Another very common variant you'll see in HelixMod fixes is the four line version, with no comments. This is less optimal than the two above, but is worth seeing to be able to recognize it.

...
// Stereo correction constants
def c200, 1.0, 600, 0.0625, 0
dcl_2d s0
...
 
// At this point r0 is the output position, correctly
// placed, but without stereo.
texldl r30, c200.z, s0
add r30.w, r0.w, -r30.y
mul r30.z, r30.x, r30.w
add r0.x, r0.x, r30.z


HLSL (3Dmigoto only)

The HLSL version is very similar, but since it's a compile language there is no need to be terse when writing the code.

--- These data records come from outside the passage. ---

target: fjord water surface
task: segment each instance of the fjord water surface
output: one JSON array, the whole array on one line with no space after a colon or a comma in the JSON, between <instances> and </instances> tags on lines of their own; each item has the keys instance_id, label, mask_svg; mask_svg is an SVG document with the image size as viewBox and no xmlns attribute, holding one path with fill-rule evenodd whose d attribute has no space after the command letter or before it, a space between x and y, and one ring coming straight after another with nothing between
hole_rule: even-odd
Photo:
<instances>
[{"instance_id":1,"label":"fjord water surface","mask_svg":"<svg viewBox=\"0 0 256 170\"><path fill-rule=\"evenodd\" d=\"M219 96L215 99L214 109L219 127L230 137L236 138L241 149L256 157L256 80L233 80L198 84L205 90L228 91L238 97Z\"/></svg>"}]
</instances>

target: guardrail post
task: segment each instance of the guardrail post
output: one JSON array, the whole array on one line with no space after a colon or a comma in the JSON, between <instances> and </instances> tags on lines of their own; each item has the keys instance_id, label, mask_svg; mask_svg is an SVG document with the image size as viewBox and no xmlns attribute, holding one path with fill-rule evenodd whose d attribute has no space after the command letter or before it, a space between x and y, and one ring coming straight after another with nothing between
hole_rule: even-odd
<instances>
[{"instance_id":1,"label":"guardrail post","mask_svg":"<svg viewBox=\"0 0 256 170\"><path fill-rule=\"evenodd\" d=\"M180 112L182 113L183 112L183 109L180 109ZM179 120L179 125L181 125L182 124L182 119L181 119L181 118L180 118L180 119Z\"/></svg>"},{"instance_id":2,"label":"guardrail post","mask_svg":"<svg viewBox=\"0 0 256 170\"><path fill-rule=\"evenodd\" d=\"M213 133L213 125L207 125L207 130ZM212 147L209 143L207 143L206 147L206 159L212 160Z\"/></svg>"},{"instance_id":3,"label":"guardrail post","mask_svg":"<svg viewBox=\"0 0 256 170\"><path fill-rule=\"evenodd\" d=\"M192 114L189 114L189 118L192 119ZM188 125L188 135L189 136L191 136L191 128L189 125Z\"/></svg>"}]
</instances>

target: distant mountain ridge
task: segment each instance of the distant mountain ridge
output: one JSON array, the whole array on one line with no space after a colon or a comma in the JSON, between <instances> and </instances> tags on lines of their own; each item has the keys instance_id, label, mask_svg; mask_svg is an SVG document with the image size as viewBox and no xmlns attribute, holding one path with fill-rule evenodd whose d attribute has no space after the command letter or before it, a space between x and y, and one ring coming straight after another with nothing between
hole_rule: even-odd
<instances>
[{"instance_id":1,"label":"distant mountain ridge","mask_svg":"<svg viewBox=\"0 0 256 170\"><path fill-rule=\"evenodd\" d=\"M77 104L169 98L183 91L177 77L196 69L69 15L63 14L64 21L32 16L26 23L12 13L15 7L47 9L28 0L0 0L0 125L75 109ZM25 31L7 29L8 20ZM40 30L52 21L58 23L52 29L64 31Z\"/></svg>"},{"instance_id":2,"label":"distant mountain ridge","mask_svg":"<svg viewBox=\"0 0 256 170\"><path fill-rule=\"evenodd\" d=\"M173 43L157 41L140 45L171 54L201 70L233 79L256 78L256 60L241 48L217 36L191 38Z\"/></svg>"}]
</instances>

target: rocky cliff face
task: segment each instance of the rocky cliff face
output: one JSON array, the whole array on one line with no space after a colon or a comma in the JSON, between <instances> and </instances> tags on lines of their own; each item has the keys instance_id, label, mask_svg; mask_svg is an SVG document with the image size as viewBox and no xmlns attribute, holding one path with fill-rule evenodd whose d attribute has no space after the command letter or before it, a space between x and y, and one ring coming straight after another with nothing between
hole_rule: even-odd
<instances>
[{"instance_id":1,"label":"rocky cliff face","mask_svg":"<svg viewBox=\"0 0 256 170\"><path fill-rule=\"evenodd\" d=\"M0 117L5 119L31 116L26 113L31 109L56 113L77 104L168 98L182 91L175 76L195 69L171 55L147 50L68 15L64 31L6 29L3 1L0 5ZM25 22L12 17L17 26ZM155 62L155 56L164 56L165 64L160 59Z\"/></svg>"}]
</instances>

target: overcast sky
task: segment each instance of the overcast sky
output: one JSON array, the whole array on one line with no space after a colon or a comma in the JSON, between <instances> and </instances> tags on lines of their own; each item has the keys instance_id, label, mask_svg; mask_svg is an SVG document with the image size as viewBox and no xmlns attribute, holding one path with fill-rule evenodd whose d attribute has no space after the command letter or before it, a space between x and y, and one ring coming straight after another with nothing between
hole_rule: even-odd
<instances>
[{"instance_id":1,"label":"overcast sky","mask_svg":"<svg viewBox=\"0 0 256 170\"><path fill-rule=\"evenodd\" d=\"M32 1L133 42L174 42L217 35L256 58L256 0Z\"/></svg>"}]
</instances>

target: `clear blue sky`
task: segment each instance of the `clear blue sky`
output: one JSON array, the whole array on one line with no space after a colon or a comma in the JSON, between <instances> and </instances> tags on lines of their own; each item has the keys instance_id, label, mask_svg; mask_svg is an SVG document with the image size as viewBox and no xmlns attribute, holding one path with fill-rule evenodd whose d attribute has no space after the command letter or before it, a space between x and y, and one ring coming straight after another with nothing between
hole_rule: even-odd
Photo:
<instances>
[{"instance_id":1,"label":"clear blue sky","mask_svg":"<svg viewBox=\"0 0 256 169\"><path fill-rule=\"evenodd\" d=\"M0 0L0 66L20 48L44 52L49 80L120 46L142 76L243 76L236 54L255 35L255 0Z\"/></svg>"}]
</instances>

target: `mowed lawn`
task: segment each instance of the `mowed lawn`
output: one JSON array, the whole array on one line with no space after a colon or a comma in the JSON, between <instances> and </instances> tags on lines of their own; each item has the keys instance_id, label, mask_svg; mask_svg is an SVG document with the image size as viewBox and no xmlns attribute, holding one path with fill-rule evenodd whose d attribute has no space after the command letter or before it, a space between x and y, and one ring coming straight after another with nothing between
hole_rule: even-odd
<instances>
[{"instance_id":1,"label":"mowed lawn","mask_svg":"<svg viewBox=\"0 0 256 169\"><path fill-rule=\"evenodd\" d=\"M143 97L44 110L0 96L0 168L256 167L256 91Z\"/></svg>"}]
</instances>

We can make it "self-documenting" by using good variable names.

...
// .Load should only be done once, but can be done anywhere in the code.
 
float4 stereo = StereoParams.Load(0);
float separation = stereo.x; float convergence = stereo.y;
 
// At this point, "location" is the output position, but missing stereo.
 
location.x += separation * (location.w - convergence);



Matrix Inversion

We often need to invert a ViewProjectionMatrix, in order to be able to stereo correct a location in the proper viewspace (usually projection space for deferred rendering).

We only need to do this in cases where the inverted matrix is not available. A lot of games have both matrices available, and can be used directly.

We have code samples for both ASM, and for HLSL. It's worth noting that for HelixMod fixes in DX9, that HelixMod already supports inverted matrices directly, and this code should not be used there, because all this extra code will impact performance. Try to avoid using it in PS in particular, because inverting a matrix for every pixel is very costly.


HLSL (3Dmigoto only)

The best way to invert a matrix is to use the runtime shader feature from d3dx.ini. This is best because it runs once per frame, which keeps a performance impact low. This was created by DarkStarSword.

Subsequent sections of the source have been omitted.